Efficient Data Assimilation Tool For Real Time CO2 Reservoir Monitoring and Characterization

Monday, 15 December 2014: 1:40 PM
Judith Yue Li1, Sivaram Ambikasaran2, Amalia Kokkinaki1, Eric F Darve3,4 and Peter K Kitanidis1,3, (1)Stanford University, Civil and Environmental Engineering, Stanford, CA, United States, (2)Courant Institute of Mathematical Sciences, NEW YORK, NY, United States, (3)Stanford University, Institute for Computational and Mathematical Engineering, Stanford, CA, United States, (4)Stanford University, Mechanical Engineering, Stanford, CA, United States
Reservoir forecasting and management are increasingly relying on a data-driven approach, which involves data assimilation to calibrate and keep up to date the complex model of multi-phase flow and transport in the geologic formation and to evaluate its uncertainty using monitoring data of different types and temporal resolution.
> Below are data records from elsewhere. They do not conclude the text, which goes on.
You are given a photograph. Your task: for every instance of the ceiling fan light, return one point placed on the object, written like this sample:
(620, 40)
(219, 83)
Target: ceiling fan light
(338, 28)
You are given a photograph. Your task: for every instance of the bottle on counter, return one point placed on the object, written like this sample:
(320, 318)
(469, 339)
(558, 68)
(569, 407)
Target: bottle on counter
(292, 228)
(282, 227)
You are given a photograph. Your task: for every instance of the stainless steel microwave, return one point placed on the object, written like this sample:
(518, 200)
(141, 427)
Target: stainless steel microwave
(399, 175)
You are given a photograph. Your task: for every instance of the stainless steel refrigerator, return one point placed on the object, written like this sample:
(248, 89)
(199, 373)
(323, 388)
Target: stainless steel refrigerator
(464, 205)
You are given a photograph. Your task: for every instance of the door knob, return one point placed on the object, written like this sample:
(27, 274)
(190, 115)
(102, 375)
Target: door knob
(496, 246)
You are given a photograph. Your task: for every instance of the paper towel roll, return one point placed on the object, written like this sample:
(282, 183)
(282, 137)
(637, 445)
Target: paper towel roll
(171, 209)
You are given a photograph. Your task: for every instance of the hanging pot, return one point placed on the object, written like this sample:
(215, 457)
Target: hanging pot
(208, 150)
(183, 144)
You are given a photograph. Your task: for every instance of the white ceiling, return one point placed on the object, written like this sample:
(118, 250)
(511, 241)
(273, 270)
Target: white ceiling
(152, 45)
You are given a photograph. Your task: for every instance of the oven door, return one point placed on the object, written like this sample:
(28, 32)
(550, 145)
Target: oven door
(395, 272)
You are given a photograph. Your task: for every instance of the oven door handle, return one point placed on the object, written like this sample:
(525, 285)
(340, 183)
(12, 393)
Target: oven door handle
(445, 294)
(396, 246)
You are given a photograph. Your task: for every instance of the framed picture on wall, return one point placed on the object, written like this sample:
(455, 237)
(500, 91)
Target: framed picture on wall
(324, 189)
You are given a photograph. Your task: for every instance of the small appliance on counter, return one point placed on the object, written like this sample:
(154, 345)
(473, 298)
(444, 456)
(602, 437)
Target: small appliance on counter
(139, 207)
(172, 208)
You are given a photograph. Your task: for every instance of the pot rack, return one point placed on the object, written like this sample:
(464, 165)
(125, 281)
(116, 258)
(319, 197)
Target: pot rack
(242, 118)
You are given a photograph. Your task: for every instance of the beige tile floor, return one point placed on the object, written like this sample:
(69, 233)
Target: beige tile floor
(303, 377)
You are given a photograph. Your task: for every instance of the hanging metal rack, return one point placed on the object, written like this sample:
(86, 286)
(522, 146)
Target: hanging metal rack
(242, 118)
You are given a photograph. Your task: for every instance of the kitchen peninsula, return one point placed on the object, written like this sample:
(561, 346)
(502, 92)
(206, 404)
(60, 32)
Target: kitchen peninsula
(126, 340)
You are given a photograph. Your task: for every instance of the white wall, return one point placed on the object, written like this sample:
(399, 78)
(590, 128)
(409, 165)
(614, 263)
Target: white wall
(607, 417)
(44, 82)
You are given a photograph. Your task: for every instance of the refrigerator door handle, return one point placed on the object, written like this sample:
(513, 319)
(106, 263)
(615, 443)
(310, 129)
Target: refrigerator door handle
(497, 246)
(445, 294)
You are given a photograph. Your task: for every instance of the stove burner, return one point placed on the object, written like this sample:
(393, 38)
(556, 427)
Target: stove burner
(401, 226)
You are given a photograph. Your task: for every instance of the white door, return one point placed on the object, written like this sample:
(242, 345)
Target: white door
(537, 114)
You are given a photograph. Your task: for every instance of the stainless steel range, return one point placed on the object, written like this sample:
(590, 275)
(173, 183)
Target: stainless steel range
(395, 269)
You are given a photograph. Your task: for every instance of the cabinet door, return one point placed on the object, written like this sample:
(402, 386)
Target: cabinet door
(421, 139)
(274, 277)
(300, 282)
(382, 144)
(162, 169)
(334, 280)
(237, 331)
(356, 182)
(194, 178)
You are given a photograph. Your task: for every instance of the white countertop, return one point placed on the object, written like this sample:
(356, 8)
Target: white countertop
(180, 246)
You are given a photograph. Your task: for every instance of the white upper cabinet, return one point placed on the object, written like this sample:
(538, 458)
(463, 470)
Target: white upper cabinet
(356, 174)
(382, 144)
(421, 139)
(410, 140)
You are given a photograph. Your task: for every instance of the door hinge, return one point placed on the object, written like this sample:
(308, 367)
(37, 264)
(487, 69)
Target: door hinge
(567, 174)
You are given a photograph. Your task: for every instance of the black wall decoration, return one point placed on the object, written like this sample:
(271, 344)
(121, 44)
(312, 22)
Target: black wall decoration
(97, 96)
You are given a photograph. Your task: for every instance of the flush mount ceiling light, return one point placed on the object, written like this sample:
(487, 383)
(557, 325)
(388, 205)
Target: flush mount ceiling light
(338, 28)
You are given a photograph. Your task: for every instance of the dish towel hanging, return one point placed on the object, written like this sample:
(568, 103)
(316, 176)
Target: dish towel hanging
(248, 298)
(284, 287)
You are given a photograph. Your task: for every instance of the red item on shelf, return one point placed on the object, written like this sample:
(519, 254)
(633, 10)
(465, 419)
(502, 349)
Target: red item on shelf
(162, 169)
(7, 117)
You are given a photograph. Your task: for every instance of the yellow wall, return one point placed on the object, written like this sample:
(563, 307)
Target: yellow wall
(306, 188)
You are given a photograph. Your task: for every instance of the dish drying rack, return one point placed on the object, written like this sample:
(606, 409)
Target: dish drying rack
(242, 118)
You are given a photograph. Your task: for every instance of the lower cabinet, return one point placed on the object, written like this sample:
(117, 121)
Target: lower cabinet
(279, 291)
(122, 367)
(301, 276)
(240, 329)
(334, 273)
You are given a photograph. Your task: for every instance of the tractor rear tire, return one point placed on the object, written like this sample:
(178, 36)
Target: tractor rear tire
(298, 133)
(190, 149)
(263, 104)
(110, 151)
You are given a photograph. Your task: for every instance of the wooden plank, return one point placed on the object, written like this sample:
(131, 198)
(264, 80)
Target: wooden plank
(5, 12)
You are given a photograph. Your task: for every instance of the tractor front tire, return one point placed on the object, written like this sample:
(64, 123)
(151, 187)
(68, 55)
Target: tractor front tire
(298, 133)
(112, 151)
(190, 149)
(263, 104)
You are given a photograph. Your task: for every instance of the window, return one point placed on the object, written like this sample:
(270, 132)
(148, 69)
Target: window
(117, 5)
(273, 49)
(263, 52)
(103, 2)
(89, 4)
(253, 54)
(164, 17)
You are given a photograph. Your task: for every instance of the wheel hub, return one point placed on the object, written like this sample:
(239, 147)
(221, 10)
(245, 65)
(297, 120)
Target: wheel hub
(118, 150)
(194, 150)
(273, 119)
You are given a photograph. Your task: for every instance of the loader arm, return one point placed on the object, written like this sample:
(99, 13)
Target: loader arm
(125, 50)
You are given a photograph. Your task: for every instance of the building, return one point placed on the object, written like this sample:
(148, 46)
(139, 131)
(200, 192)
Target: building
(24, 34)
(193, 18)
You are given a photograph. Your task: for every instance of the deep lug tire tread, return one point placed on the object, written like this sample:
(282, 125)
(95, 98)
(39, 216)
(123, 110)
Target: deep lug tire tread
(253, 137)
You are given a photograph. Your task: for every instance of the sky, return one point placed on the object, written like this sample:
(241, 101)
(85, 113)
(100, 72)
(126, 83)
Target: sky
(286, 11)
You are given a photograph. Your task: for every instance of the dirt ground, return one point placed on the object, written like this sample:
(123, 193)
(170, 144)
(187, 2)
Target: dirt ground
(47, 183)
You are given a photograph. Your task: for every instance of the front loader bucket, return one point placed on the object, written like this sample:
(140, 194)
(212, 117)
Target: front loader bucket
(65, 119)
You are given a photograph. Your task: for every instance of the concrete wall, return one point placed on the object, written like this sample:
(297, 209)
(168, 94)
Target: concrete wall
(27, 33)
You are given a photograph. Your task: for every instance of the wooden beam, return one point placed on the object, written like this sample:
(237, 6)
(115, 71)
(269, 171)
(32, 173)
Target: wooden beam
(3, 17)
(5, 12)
The numbers of unknowns and measurements are usually very large, which represents a major computational challenge. Kalman filter (KF), the archetypical recursive filter, provides the framework to assimilate reservoir monitoring data into a dynamic system but the cost of implementing the original algorithm to large systems is computationally prohibitive. In our work, we have developed several Kalman-filter based approaches that reduce the computational and storage cost of standard KF from O (m2) to O (m), where m is the number of unknowns, and have the potential to be applied to field-scale problems. HiKF, a linear filter based on the hierarchical matrix approach, takes advantage of the informative high-frequency data acquired quasi-continuously and uses a random-walk model in the state forecast step when the a state evolution model is unavailable. A more general-purpose nonlinear filter CSKF achieves computational efficiency by exploiting the fact that the state covariance matrix for most dynamical systems can be approximated adequately through a low-rank matrix, and it allows using a forward simulator as a black-box for nonlinear error propagation. We will demonstrate both methods using synthetic CO2 injection cases and compare with the standard ensemble Kalman filter (EnKF).